La productivité et le contrôle montrent leurs limites. L’intelligence artificielle permet de sortir de cette impasse et de redonner à l’être humain sa valeur ajoutée.

Dans le monde du travail actuel, les bureaux sont de deux types: des boîtes de 9 m2 avec fenêtre ou alors des open space de bureaux alignés. Avec un peu de chance, votre espace sera parsemé de plantes vertes, avec accès à des réfrigérateurs et du café à volonté. Et si vous êtes vraiment chanceux, vous pourrez jouer un baby-foot pendant la pause et donner vos vêtements à un service de pressing.

Ces bureaux sont l’héritage de l’ère industrielle. Le principe consiste à enfermer les travailleurs dans un lieu, pour assurer la meilleure productivité possible, en effectuant des tâches dont le rythme est contrôlé par des responsables et sous pression. Ce tableau représente le merveilleux monde du travail d’aujourd’hui pour une part importante de travailleurs.

Cette situation explique aussi l’augmentation de 70% des absences liées à des problèmes de santé mentale en Suisse depuis 2012, selon une étude de PK Rück et Swica.
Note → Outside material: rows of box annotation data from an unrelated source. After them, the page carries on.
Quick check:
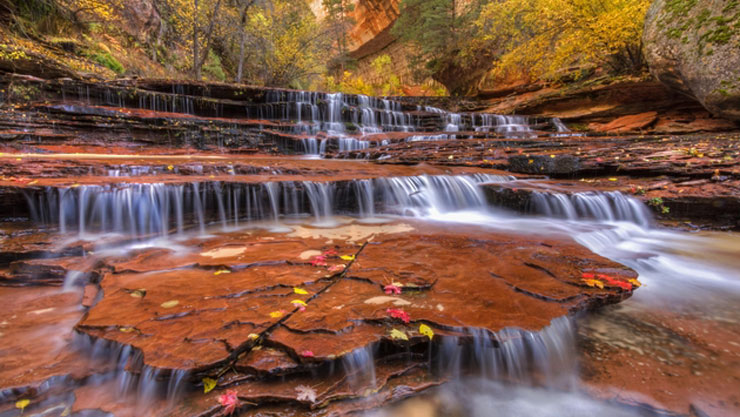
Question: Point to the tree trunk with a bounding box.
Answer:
[195,0,221,76]
[193,0,200,80]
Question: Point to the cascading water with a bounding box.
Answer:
[247,91,556,155]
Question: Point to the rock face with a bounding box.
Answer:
[643,0,740,120]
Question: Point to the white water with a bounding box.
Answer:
[18,175,740,416]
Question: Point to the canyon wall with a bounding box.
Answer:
[310,0,413,84]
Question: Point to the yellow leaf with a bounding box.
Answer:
[391,329,409,341]
[419,324,434,340]
[15,400,31,411]
[203,378,216,394]
[583,279,604,290]
[129,288,146,298]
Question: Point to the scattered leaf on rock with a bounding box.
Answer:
[295,385,316,403]
[583,279,604,290]
[218,390,239,416]
[129,288,146,298]
[385,308,411,323]
[391,329,409,341]
[15,400,31,413]
[383,283,401,295]
[203,378,216,394]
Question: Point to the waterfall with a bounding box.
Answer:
[532,191,653,227]
[25,174,653,240]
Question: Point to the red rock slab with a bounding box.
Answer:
[171,362,434,416]
[268,224,636,361]
[579,303,740,417]
[105,231,357,273]
[0,287,109,400]
[234,346,299,375]
[268,320,388,363]
[77,265,326,369]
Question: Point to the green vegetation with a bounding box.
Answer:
[659,0,740,56]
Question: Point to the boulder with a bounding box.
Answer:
[643,0,740,121]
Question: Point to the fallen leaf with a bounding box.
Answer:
[290,300,307,311]
[385,308,411,323]
[419,324,434,340]
[129,288,146,298]
[383,283,401,295]
[15,400,31,413]
[391,329,409,341]
[203,378,216,394]
[583,279,604,290]
[295,385,316,403]
[311,255,326,266]
[218,390,239,415]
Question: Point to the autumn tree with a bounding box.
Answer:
[393,0,493,95]
[321,0,355,74]
[475,0,650,83]
[244,0,330,88]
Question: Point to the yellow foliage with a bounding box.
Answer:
[476,0,650,79]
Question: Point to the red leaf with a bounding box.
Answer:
[311,255,326,266]
[385,308,411,323]
[218,390,239,416]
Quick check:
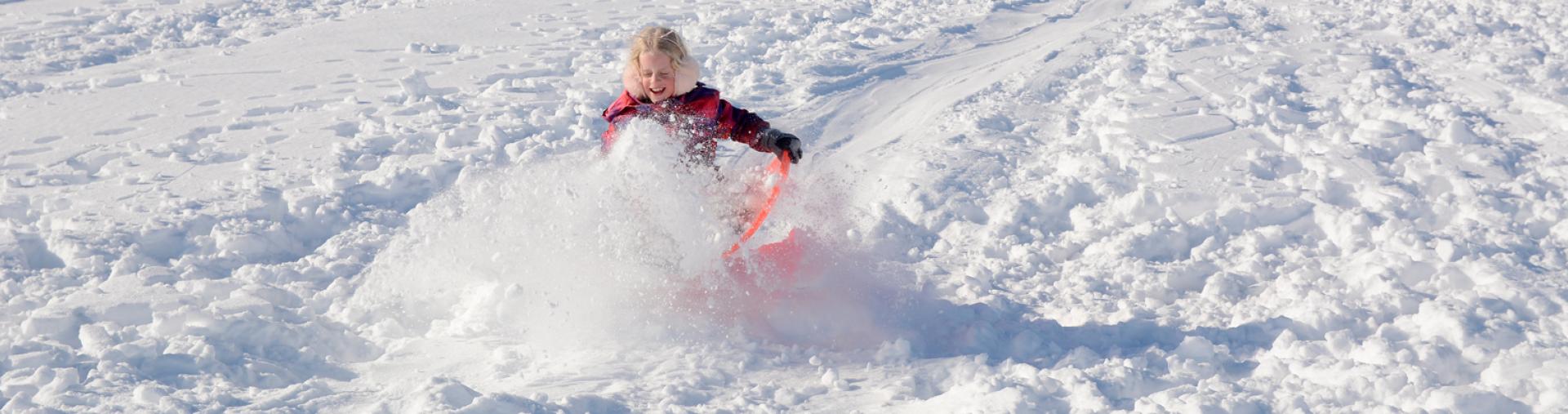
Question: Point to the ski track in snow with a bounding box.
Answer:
[0,0,1568,412]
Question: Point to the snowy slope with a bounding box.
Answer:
[0,0,1568,412]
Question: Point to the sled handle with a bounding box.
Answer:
[724,150,792,259]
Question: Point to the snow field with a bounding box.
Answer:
[0,0,1568,412]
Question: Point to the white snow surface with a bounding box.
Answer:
[0,0,1568,412]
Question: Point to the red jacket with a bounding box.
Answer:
[602,83,773,165]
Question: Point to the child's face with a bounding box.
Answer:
[637,51,676,102]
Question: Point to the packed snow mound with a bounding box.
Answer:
[0,0,1568,412]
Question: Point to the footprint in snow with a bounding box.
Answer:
[92,127,136,136]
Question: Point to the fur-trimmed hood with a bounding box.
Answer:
[621,56,702,102]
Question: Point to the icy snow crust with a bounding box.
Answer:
[0,0,1568,412]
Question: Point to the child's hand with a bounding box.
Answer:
[757,128,801,163]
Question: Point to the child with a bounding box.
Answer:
[602,27,801,165]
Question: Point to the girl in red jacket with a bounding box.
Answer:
[604,27,801,165]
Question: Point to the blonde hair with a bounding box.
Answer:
[626,27,690,70]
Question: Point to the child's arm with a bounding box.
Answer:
[716,99,774,152]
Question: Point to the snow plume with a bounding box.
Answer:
[354,122,796,346]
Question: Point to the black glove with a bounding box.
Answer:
[759,128,800,163]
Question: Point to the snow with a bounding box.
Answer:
[0,0,1568,412]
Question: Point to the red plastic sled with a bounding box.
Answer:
[676,154,806,320]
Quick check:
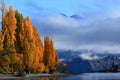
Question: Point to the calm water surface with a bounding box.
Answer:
[4,73,120,80]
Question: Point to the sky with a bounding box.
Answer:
[5,0,120,53]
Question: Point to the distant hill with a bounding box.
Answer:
[57,50,120,73]
[64,55,120,73]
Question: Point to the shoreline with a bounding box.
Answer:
[0,73,70,79]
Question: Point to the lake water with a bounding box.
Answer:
[59,73,120,80]
[3,73,120,80]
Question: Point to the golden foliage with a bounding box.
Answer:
[0,6,59,73]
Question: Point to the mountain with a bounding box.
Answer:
[64,55,120,73]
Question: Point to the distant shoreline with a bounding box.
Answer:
[0,73,70,79]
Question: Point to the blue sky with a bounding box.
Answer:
[5,0,120,53]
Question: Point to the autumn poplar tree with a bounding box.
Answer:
[43,36,59,71]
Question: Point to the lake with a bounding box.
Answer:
[3,73,120,80]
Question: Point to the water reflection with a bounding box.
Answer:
[29,78,59,80]
[3,73,120,80]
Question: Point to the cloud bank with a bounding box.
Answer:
[32,11,120,53]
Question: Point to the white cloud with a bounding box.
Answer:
[32,11,120,53]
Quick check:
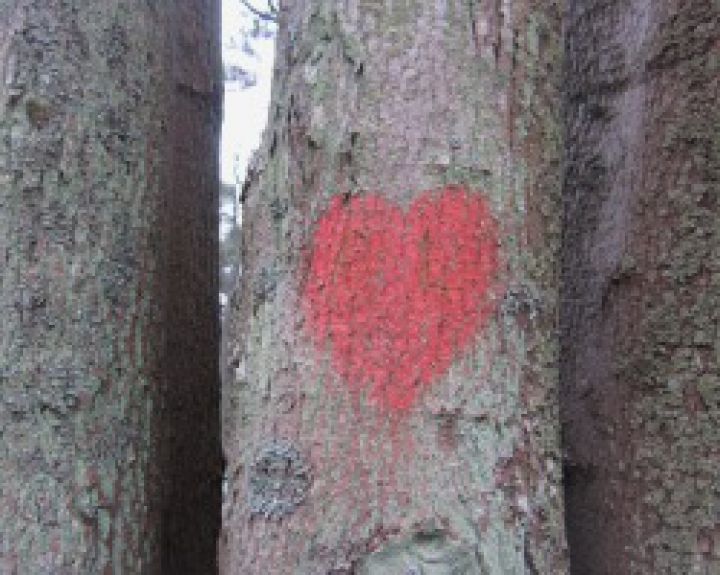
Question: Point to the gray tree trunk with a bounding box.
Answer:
[220,0,567,575]
[562,0,720,575]
[0,0,220,575]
Ainsi, burn-out, bore-out, burn-in et brown-out (1) se sont invités à notre table.

La metrix de productivité

Cet ancien monde recourt donc à la productivité, aux bureaux et au management pour assurer la cadence. Selon Le Larousse, la productivité du travail est «le rapport entre le résultat d’une activité productive et les facteurs de production qui ont été utilisés pour réaliser cette production (...)». En clair, il s’agit du rapport entre la valeur ajoutée et le nombre d’heures travaillées. Certaines études affirment que 70 à 80% des tâches que nous effectuons aujourd’hui sont des activités automatisables, avec ou sans intelligence artificielle (IA).

D’un point de vue purement productif, l’une des choses les plus convaincantes pour les IA que nous avons aujourd’hui, c’est-à-dire les IA faibles (2), est que, bien qu’elles soient basiques, elles nous dépassent déjà dans leur périmètre très limité. Nous nous trouvons donc, en tant qu’êtres humains, en concurrence avec des machines qui peuvent fonctionner 7 jours sur 7, 24 heures sur 24, toujours constantes dans leur productivité, sans temps d’arrêt ni absences.
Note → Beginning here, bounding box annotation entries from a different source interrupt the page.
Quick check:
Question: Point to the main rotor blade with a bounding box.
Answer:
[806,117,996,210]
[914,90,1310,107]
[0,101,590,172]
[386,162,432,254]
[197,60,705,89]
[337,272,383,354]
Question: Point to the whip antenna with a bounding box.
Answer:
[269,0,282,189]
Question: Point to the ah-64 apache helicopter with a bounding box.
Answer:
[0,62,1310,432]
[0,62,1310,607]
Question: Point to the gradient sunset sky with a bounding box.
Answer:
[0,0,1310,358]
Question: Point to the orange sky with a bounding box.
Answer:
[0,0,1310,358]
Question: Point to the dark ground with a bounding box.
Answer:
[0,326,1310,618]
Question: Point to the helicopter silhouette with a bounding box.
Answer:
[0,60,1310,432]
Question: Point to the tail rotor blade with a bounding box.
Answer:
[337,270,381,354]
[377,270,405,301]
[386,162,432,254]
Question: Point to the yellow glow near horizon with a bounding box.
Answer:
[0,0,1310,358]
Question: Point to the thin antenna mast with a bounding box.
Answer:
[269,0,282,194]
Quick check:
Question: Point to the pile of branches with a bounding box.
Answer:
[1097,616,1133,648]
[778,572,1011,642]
L’IA se concentrera donc de plus en plus sur des types de tâches simples et répondra parfaitement à la demande de productivité. Mais si nous confions les tâches purement productives à l’IA, que fera l’humain?

De l’ancien monde à l’excellence

L’ancien monde du travail a montré ses limites. Elles ont été accentuées par la crise Covid, qui a mis en évidence l’appauvrissement, les maladies et les inégalités du modèle actuel, en soulignant:

  • Le nécessaire repositionnement vers un modèle où la rentabilité financière et la durabilité coexistent, faute de quoi le système va s’effondrer.
  • La nécessité d’un travail qui ait un sens et une valeur ajoutée pour l’individu qui le fait.
  • Une mesure autre que la productivité pour l’homme, car ce n’est pas là que réside notre valeur ajoutée.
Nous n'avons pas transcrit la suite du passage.